Hidden Markov models of eastern gray squirrel (Sciurus carolinensis) alarm calls
Adaptive Behavior: Animals, Animats, Software Agents, Robots, Adaptive Systems
Published online on May 01, 2014
Abstract
Eastern gray squirrels produce alarm calls—vocalizations used in the presence of danger that influence the behavior of some receivers. This influence is possible because the alarm calls’ rate, duration, and structure contain information about the threat and the caller. Gray squirrels’ mix of different structural call types (kuks and quaas) could contain information on potential internal influences within the squirrel. Hidden Markov models (HMMs) are ideal tools to investigate whether hidden states explain the frequencies of kuks versus quaas throughout an alarm call sequence. In this study, we compare the ability of an iid (independent and identically distributed) model and two- to six-state HMMs to represent observed sequences of kukking, quaaing, and periods of silence. Audio recordings of 44 gray squirrels were collected and the first 30 s of each alarm call sequence was coded based on spectrograms.
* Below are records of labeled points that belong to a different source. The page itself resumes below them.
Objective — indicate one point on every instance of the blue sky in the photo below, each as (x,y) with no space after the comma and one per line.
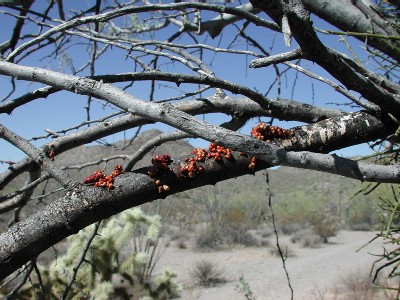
(65,109)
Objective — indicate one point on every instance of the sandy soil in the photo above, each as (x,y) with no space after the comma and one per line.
(313,272)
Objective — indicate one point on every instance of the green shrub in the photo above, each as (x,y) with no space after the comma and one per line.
(207,273)
(104,271)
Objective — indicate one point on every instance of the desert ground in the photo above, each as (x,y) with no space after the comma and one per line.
(315,273)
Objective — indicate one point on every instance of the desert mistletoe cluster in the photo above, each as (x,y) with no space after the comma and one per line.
(267,133)
(192,166)
(99,179)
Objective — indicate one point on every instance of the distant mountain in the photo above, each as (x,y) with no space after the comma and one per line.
(283,180)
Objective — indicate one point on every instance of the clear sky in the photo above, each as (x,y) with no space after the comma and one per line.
(65,109)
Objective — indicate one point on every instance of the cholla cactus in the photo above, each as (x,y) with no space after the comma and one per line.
(105,261)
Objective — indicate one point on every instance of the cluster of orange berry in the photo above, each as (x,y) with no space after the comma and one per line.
(160,162)
(99,179)
(266,133)
(191,168)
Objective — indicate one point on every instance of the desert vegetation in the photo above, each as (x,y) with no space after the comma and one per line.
(131,129)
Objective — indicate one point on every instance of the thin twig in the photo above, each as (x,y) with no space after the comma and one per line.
(81,260)
(283,256)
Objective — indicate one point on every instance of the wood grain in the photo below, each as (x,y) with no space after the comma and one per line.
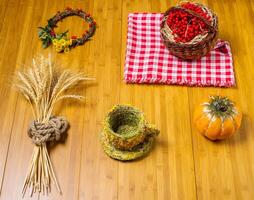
(183,164)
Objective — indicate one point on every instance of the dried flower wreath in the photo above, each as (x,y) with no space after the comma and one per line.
(61,41)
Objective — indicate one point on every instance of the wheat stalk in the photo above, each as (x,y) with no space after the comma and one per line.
(43,84)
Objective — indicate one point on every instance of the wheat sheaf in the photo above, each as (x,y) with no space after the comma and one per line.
(43,84)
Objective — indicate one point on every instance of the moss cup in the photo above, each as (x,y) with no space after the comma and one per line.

A number of HMMs were fitted, and the overall fit of the observed sequences to each model was assessed using Akaike’s Information Criterion (AIC) and Bayesian Information Criterion (BIC), and Monte Carlo methods. The five-state HMM fit the observed call frequencies better than the other models, suggesting that the squirrels’ alarm calling sequences are influenced by a more complex temporal sequencing of acoustic units.